The initial response was extremely negative, and basically amounted to “everything’s fine where it is, so why change it?” This viewpoint unfortunately doesn’t take new users into consideration: how long would it take before a new hire became comfortable in such a complex system? Our data was limited here, but it seemed like the answer was “months.” Luckily (actually, luck had nothing to do with it) we had already made two major UX improvements with measurable positive impact we could point to.
In addition, this was admittedly a large investment for “no new functionality,” but for staff who use the system all day every day at work, despite their initial hesitance, this type of improvement in their productivity has quickly paid for itself. Over the 5 months since going live, staff have seen a 24% increase in their efficiency using the system, which adds up to 20 minutes per day for each staff member. That’s 20 minutes every day that each person now has to spend on more important things than navigating through a less-than-ideally organized computer information system.
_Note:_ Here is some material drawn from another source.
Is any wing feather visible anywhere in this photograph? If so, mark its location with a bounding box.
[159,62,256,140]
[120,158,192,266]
What’s more, reorganizing the complex forms also led to a much cleaner and less complex codebase, as simplifying the UI allowed for data persistence logic to also be greatly simplified, since each page was now only responsible for a smaller number of data objects. This, in turn, also improved performance, as the system was no longer doing an order of magnitude more I/O than was actually necessary.
It should be noted that these sorts of changes cannot be made quickly. In fact, each of the 3 updates above took place during different years: 2018, 2019, and 2020 respectively. Changing the UI too frequently, even if individual changes improve UX, can actually have a detrimental effect long-term, as users can more easily become lost/confused/disgruntled at the constantly-shifting landscape. Slow and steady – deliberate – wins the race here.
Pushing back against the entropy of organic growth, whether we’re talking about a codebase or a UI, isn’t always easy, and sometimes requires dedicated effort, but in the end, everyone wins: happier users, happier clients, and – due to less complex logic and cleaner code – happier developers.